A13N-05:
Leveraging Oceanic and Surface Intensive Field Campaign Data Sets for Validation and Improvement of Recent Hyperspectral IR Satellite Data Products

Monday, 15 December 2014: 2:40 PM
Everette Joseph1,2, Nicholas R Nalli3, Mayra I Oyola2, Vernon Morris2 and Ricardo Sakai2, (1)SUNY at Albany, Albany, NY, United States, (2)Howard University, Washington, DC, United States, (3)IMSG, Inc., Alexandria, VA, United States
Abstract:
An overview is given of research to validate or improve the retrieval of environmental data records (EDRs) from recently deployed hyperspectral IR satellite sensors such as Suomi NPP Cross-track Infrared Microwave Sounder Suite (CrIMSS). The effort centers around several surface field intensive campaigns that are designed or leveraged for EDR validation.

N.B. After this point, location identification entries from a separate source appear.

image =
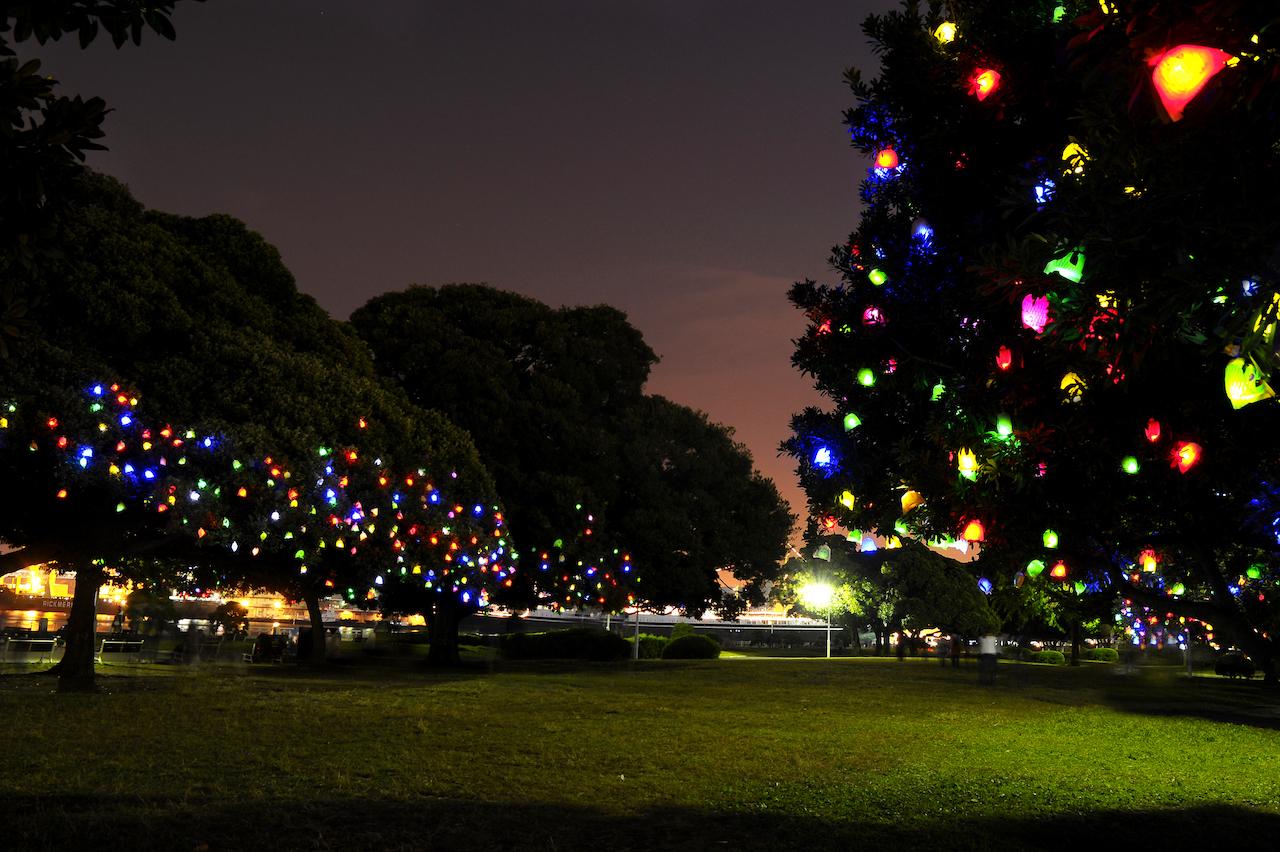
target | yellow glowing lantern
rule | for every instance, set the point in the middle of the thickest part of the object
(1073, 386)
(1074, 156)
(1244, 384)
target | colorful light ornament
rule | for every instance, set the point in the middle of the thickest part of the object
(886, 159)
(1180, 73)
(1244, 384)
(1187, 456)
(1074, 156)
(1036, 312)
(983, 82)
(1070, 266)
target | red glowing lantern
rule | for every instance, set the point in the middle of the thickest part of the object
(983, 82)
(1036, 312)
(1187, 456)
(1180, 73)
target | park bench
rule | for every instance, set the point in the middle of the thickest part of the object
(128, 647)
(21, 649)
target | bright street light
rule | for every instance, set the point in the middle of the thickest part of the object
(819, 596)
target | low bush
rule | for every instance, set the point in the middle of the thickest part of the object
(652, 646)
(691, 647)
(575, 644)
(1052, 658)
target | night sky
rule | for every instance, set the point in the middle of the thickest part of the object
(682, 160)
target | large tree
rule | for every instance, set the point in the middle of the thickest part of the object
(1057, 261)
(204, 315)
(615, 497)
(44, 136)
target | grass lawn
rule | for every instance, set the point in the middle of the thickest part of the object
(731, 754)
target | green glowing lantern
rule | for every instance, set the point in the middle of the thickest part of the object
(1072, 266)
(1244, 384)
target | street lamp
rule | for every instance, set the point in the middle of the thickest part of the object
(819, 595)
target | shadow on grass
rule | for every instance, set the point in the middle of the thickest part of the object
(187, 825)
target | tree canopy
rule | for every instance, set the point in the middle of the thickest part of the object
(1060, 303)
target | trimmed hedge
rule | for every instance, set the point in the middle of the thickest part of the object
(691, 647)
(574, 644)
(652, 646)
(1052, 658)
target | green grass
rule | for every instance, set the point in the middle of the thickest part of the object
(731, 754)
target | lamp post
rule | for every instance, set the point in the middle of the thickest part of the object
(819, 595)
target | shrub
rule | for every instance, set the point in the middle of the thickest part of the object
(575, 644)
(1052, 658)
(691, 647)
(1101, 655)
(652, 646)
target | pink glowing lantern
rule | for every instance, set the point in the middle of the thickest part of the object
(1036, 312)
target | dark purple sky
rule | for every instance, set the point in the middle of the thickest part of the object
(682, 160)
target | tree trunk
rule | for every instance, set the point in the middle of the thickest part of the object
(444, 633)
(318, 639)
(76, 669)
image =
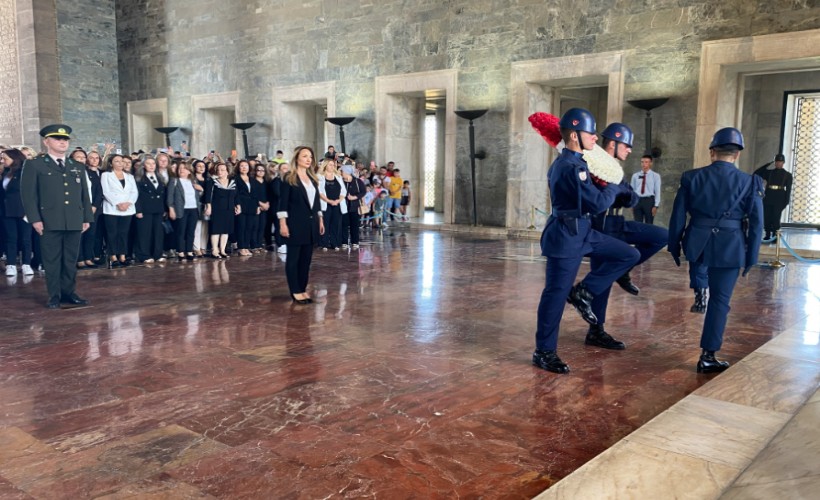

These data include ship-based observations of upper air ozone, pressure, temperature and relative humidity soundings; aerosol and cloud properties; and sea surface temperature. Similar intensive data from two land-based sites are also utilized as well. One site, the Howard University Beltsville site, is at a single point location but has a comprehensive array of observations for an extended period of time. The other land site, presently being deployed by the University at Albany, is under development with limited upper air soundings but will have regionally distributed surface based microwave profiling of temperature and relative humidity on the scale of 10 - 50 km and other standard meteorological observations. Combined these observations provide data that are unique in their wide range including, a variety of meteorological conditions and atmospheric compositions over the ocean and urban-suburban environments. With the distributed surface sites the variability of atmospheric conditions are captured concurrently across a regional spatial scale.

Some specific examples are given of comparisons of moisture and temperature correlative EDRs from the satellite sensors and surface based observations. An additional example is given of the use of this data to correct sea surface temperature (SST) retrieval biases from the hyperspectral IR satellite observations due to aerosol contamination.